UTA’s Integrated Cancer Research Strives to Improve Patient Outcomes, Experience
By UT Arlington University Communications
Posted on January 25, 2017, January 25, 2017

Improve Patient Outcomes

The University of Texas at Arlington is becoming a major cancer research institute, receiving more than $6 million dollars in new grants in 2016 to strengthen its integrated cancer research program and improve outcomes across the complete spectrum of the patient experience.

"UTA's scientific expertise across basic cancer research, identification and diagnostics and non-invasive, mid-term, invasive and post-operative therapies is accelerating dramatically in order to enable substantial impact on health in Texas," UTA President Vistasp Karbhari said.

"By assembling a world-class team that works together we hope not only to make transformative advances in key areas related to cancer, but also to provide the highest level of educational and research experiences to our students, in keeping with our Strategic Plan theme of Health and the Human Condition."

Following a strong recruiting effort, UTA's cancer team now includes more than 25 faculty from across the Colleges of Science, Engineering and Nursing and Health Innovation, all focused on developing new ways to find and treat cancer.

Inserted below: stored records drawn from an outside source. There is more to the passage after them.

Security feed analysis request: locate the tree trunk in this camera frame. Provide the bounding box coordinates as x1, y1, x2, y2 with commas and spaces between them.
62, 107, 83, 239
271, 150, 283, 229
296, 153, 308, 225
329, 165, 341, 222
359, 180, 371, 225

"In 2016, UTA was named in the elite group of R1: Doctoral Universities - Highest Research Activity by the Carnegie Classification of Institutions of Higher Education, joining a distinguished group of 115 institutions including Harvard, MIT and Johns Hopkins," added Duane Dimos, UTA's vice president for research. "We also broke ground on a new $125 million Science and Engineering Innovation and Research building, which will be the University's signature research facility for multidisciplinary life and health science teaching and research. It is our moment to move forward in cancer."

UTA's cancer research is also moving out of the lab and into the commercial sector, with several companies formed around the University in key areas like immunotherapy or the development of novel chemical compounds to attack cancer.

"We are positioning UTA as the innovation hub around cancer for the North Texas region," Dr. Dimos said.